L'obiettivo della Società geografica italiana è quello di trovare una soluzione razionale all’abolizione delle Province che già prima delle elezioni del 2008 era nei programmi elettorali di Berlusconi e di Veltroni. E non solo, perché le Province sono da sempre oggetto di riforma da parte di tutti i partititi politici.

Ma che cosa prevede la proposta della Società Geografica Italiana?
Tre sono i principi sui quali si basa: eliminare uno dei livelli amministrativi per migliorare l’efficacia della gestione; evitare la sovrapposizione di competenze; individuare e valorizzare meglio la delimitazione regionale.

In sostanza la proposta prevede un’articolazione territoriale completamente rivoluzionata rispetto a quella attuale spazzando via tutte le 110 Province e tutte le 21 Regioni. Ad esempio il Piemonte, in base alla nuova proposta che si ispira sull’uguaglianza o quanto meno alla condivisione di radici storiche e economiche, verrebbe suddiviso in tre regioni più piccole una comprendente i territori di Asti Cuneo e Alessandria, la seconda costituita dall’attuale provincia di Torino e la terza da Novara, Vercelli, e la Valle d’Aosta.

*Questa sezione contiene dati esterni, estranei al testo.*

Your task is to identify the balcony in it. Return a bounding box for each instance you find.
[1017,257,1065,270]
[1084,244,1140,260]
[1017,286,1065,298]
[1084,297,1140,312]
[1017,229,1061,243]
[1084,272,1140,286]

Le province di Brescia, Verona e Mantova costituirebbero un unico dipartimento, così come La Spezia verrebbe inglobata con gli altri territori tirrenici di Massa, Livorno, Pisa; Lucca e Massa Carrara.  Gli unici dipartimenti che coinciderebbero con gli attuali confini regionali sarebbero Marche, Umbria, Abruzzo, Basilicata, Friuli Venezia Giulia, Trentino Alto Adige.    

Questa rimane per adesso solo una proposta. Il 5 luglio scorso il premier Letta ha annunciato che che farà un ddl costituzionale sulle abolizione delle Province spiegando che ci saranno solo due livelli di governo: quello Regionale e quello dei Comuni, quindi cancellando totalmente le Province. Una vera e propria svolta rispetto all’accorpamento previsto dal Governo Monti che avrebbe ridotto le Province da 86 a 51 con un risparmio economico di 500 milioni di euro. Ma il ministro Delrio ha dichiarato che nonostante le difficoltà nell’iter di approvazione, nel 2014 le Province non esisteranno più.